How much power can a single name hold? Can we ever truly outrun the catastrophes of the past or are they destined to hold sway over us forever? These are the questions that are central to Jonathan’s journey. As Tsalikoglou traces back the traumatic history of a single family, she draws upon the larger tragedy of a country divided, a homeland in turmoil, and a people suffering from displacement and a loss of identity.
“A hauntingly poignant look at the secret lives and memories of those with whom we consider ourselves closest and the ways in which places can be defined for generations by the secrets we keep and the truths we reveal.” – World Literature Today
‘The Secret Sister is a mesmerising read; a psychologically rich and haunting study of things lost in silence….’-The National
‘Fascinating insight into the present-day Greek psyche’ – The Independent
Psychologically complex and deeply moving, The Secret Sister is a brilliant mediation on the irrepressible need for people to tell stories. The prose is concise, leaving as much to the imagination as it spells out.
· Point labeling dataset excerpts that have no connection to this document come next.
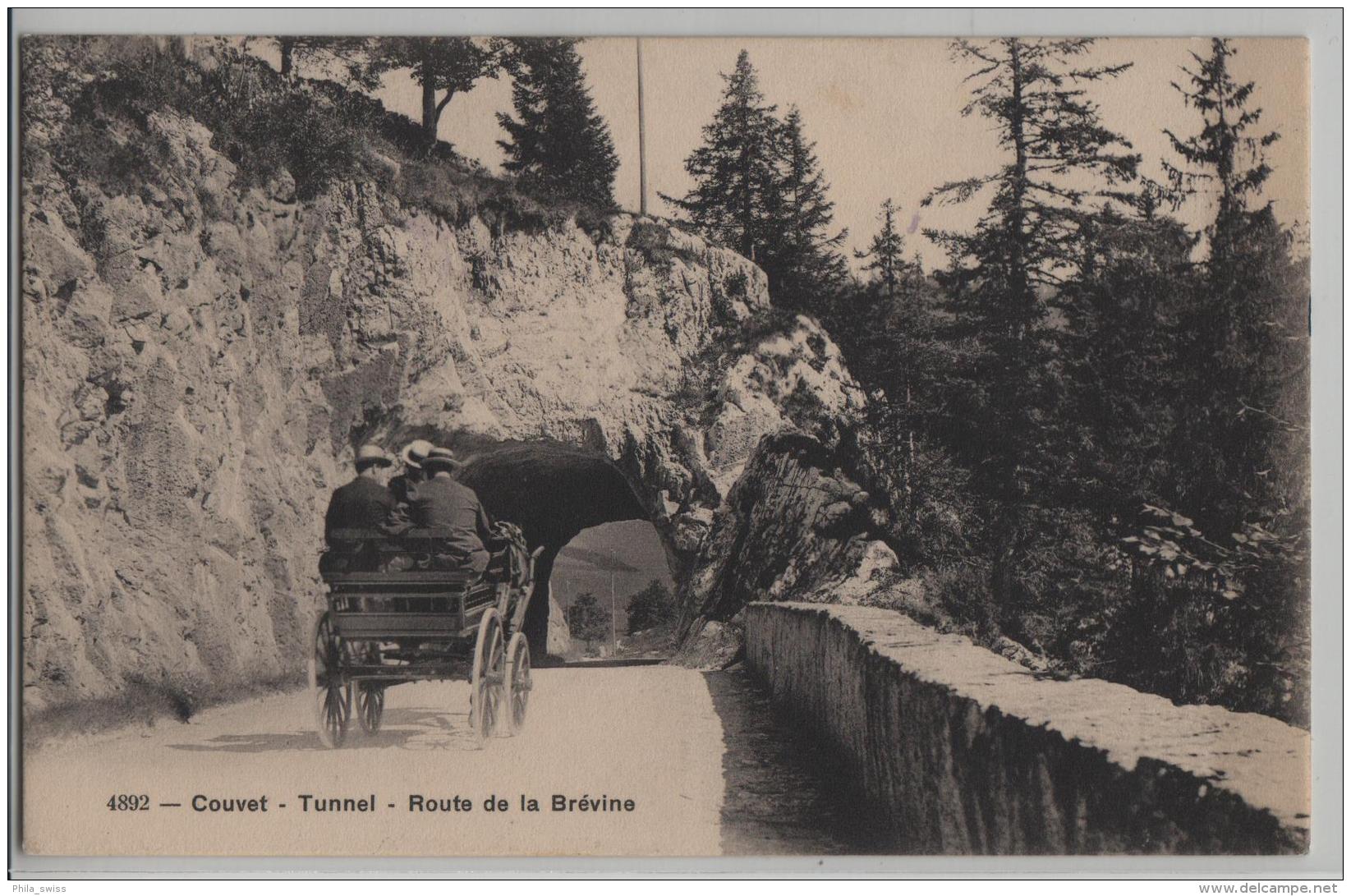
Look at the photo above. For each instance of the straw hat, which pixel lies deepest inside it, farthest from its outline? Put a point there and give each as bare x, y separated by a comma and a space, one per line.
415, 452
372, 456
439, 458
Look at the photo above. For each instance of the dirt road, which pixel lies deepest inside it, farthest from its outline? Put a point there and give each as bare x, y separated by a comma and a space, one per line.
685, 764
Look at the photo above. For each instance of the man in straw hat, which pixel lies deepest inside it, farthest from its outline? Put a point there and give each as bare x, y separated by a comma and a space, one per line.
362, 503
439, 502
412, 454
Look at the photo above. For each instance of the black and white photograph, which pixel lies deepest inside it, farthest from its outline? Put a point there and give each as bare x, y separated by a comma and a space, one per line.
517, 446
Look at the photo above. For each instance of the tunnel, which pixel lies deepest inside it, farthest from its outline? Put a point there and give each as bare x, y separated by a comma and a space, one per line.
553, 491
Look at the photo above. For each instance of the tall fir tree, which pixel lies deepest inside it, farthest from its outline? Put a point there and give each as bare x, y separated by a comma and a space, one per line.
802, 255
441, 67
1003, 273
557, 144
1244, 333
735, 172
885, 253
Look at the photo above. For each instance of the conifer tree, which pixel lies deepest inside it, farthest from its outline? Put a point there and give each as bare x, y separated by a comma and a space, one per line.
1004, 270
1244, 333
802, 255
735, 172
559, 145
885, 253
441, 67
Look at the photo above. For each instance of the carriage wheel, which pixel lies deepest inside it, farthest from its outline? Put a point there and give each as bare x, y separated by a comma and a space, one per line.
331, 695
488, 678
517, 682
370, 705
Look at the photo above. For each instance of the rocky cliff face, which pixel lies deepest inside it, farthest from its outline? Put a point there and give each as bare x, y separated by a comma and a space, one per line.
200, 360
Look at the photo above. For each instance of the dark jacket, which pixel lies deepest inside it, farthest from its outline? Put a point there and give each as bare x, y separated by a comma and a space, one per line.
443, 503
362, 503
402, 487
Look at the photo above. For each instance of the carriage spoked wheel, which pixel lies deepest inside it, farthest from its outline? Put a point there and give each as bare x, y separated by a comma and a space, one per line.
370, 705
331, 695
517, 682
488, 678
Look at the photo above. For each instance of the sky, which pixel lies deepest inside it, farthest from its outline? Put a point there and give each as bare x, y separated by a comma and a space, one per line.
885, 115
632, 542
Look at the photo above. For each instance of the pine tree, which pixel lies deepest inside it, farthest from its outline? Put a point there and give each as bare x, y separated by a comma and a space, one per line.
885, 253
737, 179
1244, 331
441, 67
1003, 273
802, 255
588, 619
559, 145
649, 607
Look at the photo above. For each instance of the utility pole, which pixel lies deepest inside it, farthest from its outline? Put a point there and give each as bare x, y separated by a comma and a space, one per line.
613, 632
642, 137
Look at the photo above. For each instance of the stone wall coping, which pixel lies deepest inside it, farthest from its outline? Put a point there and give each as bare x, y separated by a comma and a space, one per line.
1258, 758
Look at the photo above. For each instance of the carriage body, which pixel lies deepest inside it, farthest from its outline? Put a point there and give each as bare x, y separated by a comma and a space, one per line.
395, 615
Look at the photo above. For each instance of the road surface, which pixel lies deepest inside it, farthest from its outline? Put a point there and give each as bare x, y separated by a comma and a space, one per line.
685, 764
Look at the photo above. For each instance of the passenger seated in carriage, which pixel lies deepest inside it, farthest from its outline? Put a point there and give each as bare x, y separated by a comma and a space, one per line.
362, 503
439, 502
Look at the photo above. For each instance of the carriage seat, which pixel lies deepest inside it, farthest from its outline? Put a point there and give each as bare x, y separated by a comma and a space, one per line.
372, 550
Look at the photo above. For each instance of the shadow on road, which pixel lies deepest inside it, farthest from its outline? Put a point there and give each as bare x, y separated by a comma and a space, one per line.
611, 664
783, 793
411, 728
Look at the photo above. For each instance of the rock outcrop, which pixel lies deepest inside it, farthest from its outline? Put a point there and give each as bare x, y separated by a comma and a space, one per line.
200, 357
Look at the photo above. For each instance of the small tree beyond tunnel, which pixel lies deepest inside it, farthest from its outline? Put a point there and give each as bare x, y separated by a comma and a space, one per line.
553, 491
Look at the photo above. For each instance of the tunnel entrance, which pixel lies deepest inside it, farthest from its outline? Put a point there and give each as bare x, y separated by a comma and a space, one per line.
595, 581
555, 492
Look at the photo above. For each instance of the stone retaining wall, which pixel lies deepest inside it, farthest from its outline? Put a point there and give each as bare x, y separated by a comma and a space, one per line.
959, 751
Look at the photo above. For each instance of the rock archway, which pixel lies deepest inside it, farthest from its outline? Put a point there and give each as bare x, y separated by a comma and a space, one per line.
553, 491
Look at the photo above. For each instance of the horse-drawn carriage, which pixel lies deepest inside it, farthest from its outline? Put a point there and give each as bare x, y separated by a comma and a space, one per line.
395, 617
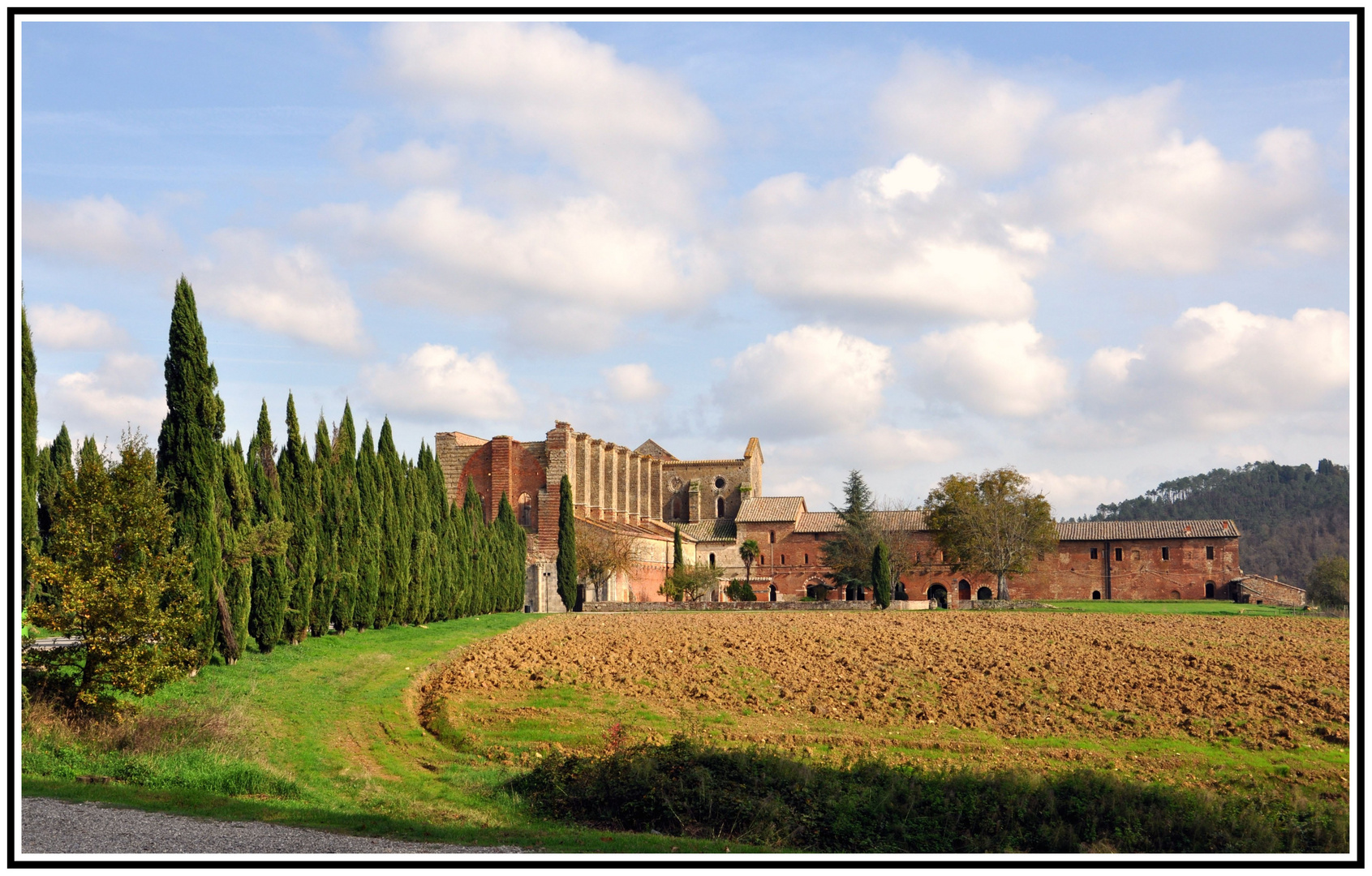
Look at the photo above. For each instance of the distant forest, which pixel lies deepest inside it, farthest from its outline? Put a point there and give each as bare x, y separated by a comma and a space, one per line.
1288, 516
Tsalikoglou’s use of the details is masterful as she slowly peels back layers of meaning and family history to reveal a complex relationship between the Argyriou family and the country they left behind.
Reading it feels like stepping into another person’s dream, and indeed in a recent lecture given in Athens Tsalikoglou told a packed room: “Greeks feel like they are in a bad dream”. It is a story of painful memories, both collective and personal, that will no longer be kept quiet.
Born in Athens, Greece, Fotini Tsalikoglou studied psychology at the University of Geneva. She is the author of many celebrated novels published in Greece, including Eros Pharmakopoios, I Dreamed I Was Well, and I, Martha Freud. Tsalikoglou is currently a professor of psychology at Panteion University in Athens and a regular contributor to the Athens daily ‘To Vima’.